🤖 AI Summary
Identifying manually defined subgroups in high-dimensional data is challenging, and existing methods lack support for exploratory subgroup discovery. To address this, we propose a novel paradigm—exploratory subgroup analysis—and introduce the “Subgroup Map,” a visual analytics framework enabling dynamic reordering, interactive refinement, and quantitative analysis of subgroup coverage relationships. We further design a lightweight, approximate subgroup discovery algorithm, seamlessly integrated into Jupyter notebooks. Our approach balances computational efficiency with interpretability, supporting automatic subgroup detection, multi-dimensional evaluation (e.g., statistical significance, coverage, divergence), and iterative filtering.

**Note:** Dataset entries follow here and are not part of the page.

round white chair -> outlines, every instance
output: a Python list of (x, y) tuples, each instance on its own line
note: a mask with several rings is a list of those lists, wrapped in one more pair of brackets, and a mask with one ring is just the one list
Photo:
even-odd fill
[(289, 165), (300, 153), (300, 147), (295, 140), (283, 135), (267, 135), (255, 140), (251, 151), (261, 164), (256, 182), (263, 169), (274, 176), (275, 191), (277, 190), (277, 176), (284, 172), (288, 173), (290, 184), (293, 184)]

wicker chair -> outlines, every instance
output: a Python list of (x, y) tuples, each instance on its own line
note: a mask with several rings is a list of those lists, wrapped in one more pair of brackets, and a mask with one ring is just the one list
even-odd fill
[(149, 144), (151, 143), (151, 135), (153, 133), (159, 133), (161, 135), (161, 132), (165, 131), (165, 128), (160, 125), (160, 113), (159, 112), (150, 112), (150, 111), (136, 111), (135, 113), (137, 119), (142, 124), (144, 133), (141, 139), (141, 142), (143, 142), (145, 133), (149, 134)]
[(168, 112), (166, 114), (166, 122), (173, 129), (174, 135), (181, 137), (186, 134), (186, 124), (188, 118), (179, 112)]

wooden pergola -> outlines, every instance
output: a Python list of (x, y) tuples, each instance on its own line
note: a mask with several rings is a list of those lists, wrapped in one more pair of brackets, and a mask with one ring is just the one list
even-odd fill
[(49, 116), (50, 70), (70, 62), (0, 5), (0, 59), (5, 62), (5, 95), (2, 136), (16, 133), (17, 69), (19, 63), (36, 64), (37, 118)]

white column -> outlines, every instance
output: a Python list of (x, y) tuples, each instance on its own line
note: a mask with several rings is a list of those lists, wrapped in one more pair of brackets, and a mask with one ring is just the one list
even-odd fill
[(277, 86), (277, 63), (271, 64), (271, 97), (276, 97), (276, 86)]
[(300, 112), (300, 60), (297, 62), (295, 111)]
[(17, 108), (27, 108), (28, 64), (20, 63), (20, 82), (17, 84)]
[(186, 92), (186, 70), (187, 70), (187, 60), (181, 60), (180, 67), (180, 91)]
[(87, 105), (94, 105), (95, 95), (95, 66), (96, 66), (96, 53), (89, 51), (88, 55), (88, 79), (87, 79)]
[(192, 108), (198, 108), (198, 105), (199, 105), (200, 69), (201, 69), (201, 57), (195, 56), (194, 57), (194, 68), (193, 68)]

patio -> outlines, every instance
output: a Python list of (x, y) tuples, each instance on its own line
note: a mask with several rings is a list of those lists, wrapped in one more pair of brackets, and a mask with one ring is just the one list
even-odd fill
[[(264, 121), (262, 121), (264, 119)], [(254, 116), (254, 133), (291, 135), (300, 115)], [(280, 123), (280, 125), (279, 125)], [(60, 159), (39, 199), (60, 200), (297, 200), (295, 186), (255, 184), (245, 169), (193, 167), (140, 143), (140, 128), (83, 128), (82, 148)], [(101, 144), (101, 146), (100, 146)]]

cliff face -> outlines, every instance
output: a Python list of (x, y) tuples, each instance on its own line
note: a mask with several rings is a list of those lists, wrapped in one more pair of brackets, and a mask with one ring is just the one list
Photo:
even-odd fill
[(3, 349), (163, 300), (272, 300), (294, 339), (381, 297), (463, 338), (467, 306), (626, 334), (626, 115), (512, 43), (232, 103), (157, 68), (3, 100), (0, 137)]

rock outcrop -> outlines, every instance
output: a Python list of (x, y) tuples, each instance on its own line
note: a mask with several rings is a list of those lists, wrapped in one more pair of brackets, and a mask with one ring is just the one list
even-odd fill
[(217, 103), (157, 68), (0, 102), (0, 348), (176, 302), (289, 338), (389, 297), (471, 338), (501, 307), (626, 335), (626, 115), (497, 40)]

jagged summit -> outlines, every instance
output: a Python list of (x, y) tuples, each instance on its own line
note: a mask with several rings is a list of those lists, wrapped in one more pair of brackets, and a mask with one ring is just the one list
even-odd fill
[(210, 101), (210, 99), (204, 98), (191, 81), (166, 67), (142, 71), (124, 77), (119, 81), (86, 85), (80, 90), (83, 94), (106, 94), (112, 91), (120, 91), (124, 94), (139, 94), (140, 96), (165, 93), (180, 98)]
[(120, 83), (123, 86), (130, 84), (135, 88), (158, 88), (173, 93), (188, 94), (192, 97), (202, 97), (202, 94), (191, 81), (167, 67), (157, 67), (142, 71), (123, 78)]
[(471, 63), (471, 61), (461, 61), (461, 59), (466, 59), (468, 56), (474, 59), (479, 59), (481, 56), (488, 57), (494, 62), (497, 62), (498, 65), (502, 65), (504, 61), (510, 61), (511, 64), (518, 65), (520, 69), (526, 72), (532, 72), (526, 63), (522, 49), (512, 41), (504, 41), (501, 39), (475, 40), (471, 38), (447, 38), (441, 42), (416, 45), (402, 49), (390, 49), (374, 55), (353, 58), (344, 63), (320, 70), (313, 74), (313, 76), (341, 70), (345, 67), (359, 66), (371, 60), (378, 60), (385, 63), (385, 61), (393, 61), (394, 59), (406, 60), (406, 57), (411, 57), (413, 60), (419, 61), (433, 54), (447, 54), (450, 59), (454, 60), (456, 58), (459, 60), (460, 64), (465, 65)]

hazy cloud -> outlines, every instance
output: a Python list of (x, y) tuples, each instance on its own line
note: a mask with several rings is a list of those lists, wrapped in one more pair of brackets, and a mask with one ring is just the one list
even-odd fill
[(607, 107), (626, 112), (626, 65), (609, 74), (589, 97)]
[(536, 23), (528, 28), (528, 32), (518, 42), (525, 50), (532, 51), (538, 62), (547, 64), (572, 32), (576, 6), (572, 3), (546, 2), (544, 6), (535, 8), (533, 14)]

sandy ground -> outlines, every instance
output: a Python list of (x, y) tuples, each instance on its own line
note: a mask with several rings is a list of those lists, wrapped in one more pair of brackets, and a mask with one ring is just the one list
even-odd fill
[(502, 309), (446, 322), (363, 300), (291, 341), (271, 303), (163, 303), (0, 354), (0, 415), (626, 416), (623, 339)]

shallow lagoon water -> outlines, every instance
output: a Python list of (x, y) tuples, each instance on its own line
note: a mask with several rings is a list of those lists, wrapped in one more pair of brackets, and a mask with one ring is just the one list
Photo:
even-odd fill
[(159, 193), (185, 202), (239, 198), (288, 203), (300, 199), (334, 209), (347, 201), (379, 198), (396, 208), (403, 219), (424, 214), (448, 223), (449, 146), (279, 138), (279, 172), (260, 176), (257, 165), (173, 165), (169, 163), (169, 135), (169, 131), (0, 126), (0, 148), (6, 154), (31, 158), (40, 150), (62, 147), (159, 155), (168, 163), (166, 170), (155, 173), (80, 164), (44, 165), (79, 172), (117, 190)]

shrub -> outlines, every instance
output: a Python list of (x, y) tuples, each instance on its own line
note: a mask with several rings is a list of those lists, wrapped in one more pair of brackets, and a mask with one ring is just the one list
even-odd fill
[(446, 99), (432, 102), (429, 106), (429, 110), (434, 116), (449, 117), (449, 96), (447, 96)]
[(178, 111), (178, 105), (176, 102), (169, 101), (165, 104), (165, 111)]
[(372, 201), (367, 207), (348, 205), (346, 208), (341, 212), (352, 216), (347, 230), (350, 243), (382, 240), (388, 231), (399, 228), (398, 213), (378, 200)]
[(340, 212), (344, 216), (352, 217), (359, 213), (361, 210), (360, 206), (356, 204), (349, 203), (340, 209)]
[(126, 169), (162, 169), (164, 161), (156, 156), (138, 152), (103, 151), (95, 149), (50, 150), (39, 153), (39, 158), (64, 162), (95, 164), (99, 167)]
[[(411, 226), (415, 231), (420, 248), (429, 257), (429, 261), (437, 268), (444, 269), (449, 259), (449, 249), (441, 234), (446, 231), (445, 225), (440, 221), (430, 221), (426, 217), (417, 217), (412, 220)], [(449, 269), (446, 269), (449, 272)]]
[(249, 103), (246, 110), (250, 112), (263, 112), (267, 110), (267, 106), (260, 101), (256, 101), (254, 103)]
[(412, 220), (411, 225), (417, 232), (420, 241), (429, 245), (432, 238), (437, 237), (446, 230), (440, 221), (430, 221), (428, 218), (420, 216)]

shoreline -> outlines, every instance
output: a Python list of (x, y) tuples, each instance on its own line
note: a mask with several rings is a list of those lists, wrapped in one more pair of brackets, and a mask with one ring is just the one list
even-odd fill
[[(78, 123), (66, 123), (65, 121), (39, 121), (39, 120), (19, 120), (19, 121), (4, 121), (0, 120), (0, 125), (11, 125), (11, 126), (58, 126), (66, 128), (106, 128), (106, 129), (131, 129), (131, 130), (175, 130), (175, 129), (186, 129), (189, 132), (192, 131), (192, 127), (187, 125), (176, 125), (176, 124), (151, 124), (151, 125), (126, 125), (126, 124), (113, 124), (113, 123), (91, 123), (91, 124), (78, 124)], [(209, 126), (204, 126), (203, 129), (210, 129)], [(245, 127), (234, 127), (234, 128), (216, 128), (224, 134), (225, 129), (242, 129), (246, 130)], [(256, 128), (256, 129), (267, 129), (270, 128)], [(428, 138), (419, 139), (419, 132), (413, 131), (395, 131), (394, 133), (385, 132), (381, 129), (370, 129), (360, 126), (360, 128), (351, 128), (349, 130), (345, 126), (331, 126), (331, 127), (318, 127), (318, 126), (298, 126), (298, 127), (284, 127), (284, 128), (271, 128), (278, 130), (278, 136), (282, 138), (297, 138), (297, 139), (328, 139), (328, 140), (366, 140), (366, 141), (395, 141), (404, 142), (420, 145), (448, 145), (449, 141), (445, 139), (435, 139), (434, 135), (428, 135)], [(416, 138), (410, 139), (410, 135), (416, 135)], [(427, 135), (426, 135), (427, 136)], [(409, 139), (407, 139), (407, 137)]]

In an empirical study with 13 data scientists, our method significantly improved both the speed and depth of subgroup discovery, successfully uncovering unexpected feature interactions and fine-grained distributional biases. The Subgroup Map provides a new analytical tool for understanding data heterogeneity and model behavior.
📝 Abstract
Analyzing data subgroups is a common data science task to build intuition about a dataset and identify areas to improve model performance. However, subgroup analysis is prohibitively difficult in datasets with many features, and existing tools limit unexpected discoveries by relying on user-defined or static subgroups. We propose exploratory subgroup analysis as a set of tasks in which practitioners discover, evaluate, and curate interesting subgroups to build understanding about datasets and models. To support these tasks we introduce Divisi, an interactive notebook-based tool underpinned by a fast approximate subgroup discovery algorithm. Divisi's interface allows data scientists to interactively re-rank and refine subgroups and to visualize their overlap and coverage in the novel Subgroup Map. Through a think-aloud study with 13 practitioners, we find that Divisi can help uncover surprising patterns in data features and their interactions, and that it encourages more thorough exploration of subtypes in complex data.